Returns final events as a compact binary (same format as streaming_feed_sax/3).
@spec streaming_new() :: parser_ref()
Create a new streaming XML parser.
The streaming parser processes XML in chunks with bounded memory usage.
Examples
parser = RustyXML.Native.streaming_new()
RustyXML.Native.streaming_feed(parser, "<root>")
RustyXML.Native.streaming_feed(parser, "<item/></root>")
events = RustyXML.Native.streaming_take_events(parser, 100)
@spec streaming_new_with_filter(binary()) :: parser_ref()
Create a streaming parser with a tag filter.
Only events for the specified tag name will be emitted. Useful for extracting specific elements from large documents.
Examples
parser = RustyXML.Native.streaming_new_with_filter("item")
RustyXML.Native.streaming_feed(parser, "<root><item/><other/></root>")
# Only item events will be returned
@spec streaming_sax_new() :: reference()
Create a new streaming SAX parser.
Returns an opaque parser reference for use with streaming_feed_sax/3.
@spec streaming_status(parser_ref()) :: {non_neg_integer(), non_neg_integer(), boolean()} | {:error, :mutex_poisoned}
Get streaming parser status.
Returns {available_events, buffer_size, has_pending} on success, or
{:error, :mutex_poisoned} if the parser mutex is poisoned.
@spec streaming_take_elements(parser_ref(), non_neg_integer()) :: [binary()] | {:error, :mutex_poisoned}
Take up to max complete elements from the streaming parser.
Returns a list of XML binaries for complete elements. This is faster than using events because the element strings are built in Rust without needing reconstruction in Elixir.
@spec streaming_take_events(parser_ref(), non_neg_integer()) :: [xml_event()] | {:error, :mutex_poisoned}
Take up to max events from the streaming parser.
Returns {:error, :mutex_poisoned} if the parser mutex is poisoned.
@spec streaming_take_saxy_events(reference(), non_neg_integer(), boolean()) :: [tuple()] | {:error, :mutex_poisoned}
Take events from streaming parser in Saxy-compatible format.
@spec xpath_query(document_ref(), binary()) :: term()
Execute an XPath query on a parsed document.
Returns the result based on the XPath expression:
- Node-set queries return a list of element tuples
- String queries return a string
- Number queries return a float
- Boolean queries return true/false
Examples
doc = RustyXML.Native.parse("<root><item>text</item></root>")

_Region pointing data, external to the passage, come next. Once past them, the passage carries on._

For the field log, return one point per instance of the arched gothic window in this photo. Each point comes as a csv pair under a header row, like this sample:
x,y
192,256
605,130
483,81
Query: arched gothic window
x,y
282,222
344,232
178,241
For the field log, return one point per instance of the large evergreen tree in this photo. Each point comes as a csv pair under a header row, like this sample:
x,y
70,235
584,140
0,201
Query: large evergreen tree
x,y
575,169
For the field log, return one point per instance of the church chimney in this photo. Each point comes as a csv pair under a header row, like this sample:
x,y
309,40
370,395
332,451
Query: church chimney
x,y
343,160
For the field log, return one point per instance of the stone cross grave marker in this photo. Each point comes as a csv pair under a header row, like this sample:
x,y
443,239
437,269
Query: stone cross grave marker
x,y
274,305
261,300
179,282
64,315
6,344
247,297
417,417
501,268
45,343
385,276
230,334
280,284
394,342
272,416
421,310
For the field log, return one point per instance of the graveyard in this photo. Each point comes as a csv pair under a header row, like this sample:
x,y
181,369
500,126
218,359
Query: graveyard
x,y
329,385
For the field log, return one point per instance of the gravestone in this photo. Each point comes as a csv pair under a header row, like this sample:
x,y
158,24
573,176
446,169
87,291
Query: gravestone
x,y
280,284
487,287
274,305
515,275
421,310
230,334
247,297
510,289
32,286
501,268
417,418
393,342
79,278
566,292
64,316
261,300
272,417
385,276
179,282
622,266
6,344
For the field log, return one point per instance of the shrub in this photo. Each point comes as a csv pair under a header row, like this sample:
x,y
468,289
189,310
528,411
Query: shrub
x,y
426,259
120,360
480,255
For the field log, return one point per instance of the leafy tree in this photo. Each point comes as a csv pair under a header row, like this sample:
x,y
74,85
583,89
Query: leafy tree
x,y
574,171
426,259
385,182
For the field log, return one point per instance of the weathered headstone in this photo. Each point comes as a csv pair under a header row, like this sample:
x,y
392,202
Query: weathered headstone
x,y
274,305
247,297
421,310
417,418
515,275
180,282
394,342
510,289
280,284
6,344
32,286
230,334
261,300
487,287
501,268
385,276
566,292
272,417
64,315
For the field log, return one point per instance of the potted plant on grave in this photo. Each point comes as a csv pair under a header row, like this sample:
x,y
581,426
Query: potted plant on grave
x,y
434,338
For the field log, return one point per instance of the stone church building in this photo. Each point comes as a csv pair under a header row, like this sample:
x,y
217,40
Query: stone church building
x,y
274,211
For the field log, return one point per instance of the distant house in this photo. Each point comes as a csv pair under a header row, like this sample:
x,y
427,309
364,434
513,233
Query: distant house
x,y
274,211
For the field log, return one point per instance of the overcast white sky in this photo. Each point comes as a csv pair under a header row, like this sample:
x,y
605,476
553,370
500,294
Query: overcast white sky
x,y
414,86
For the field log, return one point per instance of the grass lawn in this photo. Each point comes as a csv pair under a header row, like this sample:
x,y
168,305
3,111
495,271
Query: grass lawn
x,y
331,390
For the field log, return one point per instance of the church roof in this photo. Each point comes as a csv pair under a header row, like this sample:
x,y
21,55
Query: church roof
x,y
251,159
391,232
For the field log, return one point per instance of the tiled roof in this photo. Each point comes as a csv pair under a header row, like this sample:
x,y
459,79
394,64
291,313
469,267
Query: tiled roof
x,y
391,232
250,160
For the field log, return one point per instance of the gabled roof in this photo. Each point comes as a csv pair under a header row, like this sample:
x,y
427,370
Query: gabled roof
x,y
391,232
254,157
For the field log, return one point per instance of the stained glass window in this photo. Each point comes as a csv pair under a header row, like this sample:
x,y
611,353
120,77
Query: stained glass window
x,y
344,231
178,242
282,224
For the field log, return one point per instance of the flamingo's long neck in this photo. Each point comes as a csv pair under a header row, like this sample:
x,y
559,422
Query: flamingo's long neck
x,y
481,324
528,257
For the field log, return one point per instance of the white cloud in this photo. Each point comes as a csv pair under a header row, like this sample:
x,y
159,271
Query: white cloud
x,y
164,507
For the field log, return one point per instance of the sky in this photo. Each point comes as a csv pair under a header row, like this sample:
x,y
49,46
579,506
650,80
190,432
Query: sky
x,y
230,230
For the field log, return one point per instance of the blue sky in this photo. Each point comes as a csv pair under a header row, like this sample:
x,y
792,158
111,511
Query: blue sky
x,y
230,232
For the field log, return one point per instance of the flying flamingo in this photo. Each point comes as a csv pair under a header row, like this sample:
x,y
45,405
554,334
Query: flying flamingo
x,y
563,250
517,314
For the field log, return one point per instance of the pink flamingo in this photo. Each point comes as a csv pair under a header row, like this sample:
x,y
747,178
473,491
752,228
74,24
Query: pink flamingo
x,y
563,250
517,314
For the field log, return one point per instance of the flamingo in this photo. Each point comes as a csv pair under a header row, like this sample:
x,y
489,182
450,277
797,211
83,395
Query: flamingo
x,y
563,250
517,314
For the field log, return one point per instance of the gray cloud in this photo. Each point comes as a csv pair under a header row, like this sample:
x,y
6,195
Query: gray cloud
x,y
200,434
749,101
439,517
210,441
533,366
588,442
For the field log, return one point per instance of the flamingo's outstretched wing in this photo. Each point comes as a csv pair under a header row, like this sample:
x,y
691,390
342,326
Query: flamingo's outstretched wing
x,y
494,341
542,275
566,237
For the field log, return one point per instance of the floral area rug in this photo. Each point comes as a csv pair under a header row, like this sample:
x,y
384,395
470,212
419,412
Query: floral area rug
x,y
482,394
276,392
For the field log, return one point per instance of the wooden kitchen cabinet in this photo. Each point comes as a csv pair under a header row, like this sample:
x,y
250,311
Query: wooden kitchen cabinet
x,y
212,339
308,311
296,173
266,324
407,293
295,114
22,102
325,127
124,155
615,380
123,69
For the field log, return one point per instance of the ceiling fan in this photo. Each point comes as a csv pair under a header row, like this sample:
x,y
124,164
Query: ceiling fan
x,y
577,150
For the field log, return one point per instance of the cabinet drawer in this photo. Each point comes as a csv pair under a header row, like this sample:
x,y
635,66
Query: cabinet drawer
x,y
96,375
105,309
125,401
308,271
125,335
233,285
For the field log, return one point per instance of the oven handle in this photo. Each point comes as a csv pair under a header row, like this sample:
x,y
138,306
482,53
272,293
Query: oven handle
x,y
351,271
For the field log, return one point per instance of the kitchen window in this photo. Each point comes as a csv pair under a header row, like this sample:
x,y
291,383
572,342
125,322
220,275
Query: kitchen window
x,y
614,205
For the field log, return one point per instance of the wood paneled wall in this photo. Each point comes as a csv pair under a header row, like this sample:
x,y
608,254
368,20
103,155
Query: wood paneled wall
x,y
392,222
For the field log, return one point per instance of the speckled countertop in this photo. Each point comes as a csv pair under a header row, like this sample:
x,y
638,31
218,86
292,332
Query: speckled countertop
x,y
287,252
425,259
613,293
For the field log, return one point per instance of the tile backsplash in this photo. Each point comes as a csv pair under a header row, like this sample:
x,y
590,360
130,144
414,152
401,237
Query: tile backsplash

RustyXML.Native.xpath_query(doc, "//item")
#=> [{:element, "item", [], ["text"]}]
@spec xpath_query_raw(document_ref(), binary()) :: [binary()] | term()
Execute an XPath query returning XML strings for node sets (fast path).
Instead of building nested Elixir tuples for each element, this returns the serialized XML string for each node. Much faster for queries returning many elements.
Examples
doc = RustyXML.Native.parse("<root><item>text</item></root>")
RustyXML.Native.xpath_query_raw(doc, "//item")
#=> ["<item>text</item>"]
Execute XPath and return string value of result.
Runs on the dirty CPU scheduler since it parses raw XML input. For node-sets, returns text content of first node.
Examples
RustyXML.Native.xpath_string_value("<root>hello</root>", "//root/text()")
#=> "hello"
@spec xpath_string_value_doc(document_ref(), binary()) :: binary()
Execute XPath on document reference and return string value.
@spec xpath_text_list(document_ref(), binary()) :: [binary()] | term()
Execute XPath query returning text values for node sets (optimized fast path).
Instead of building nested Elixir tuples for each element, returns the
concatenated text content of each node as a string. Much faster for the
common case where is_value: true (no e modifier).
For non-NodeSet results (numbers, strings, booleans), returns as-is.
Execute parent XPath and evaluate subspecs for each result node.
Runs on the dirty CPU scheduler since it parses raw XML input.
Returns a list of maps with each subspec evaluated relative to the parent nodes.
Examples
xml = "<items><item><id>1</id><name>A</name></item></items>"
RustyXML.Native.xpath_with_subspecs(xml, "//item", [{"id", "./id/text()"}, {"name", "./name/text()"}])
#=> [%{id: "1", name: "A"}]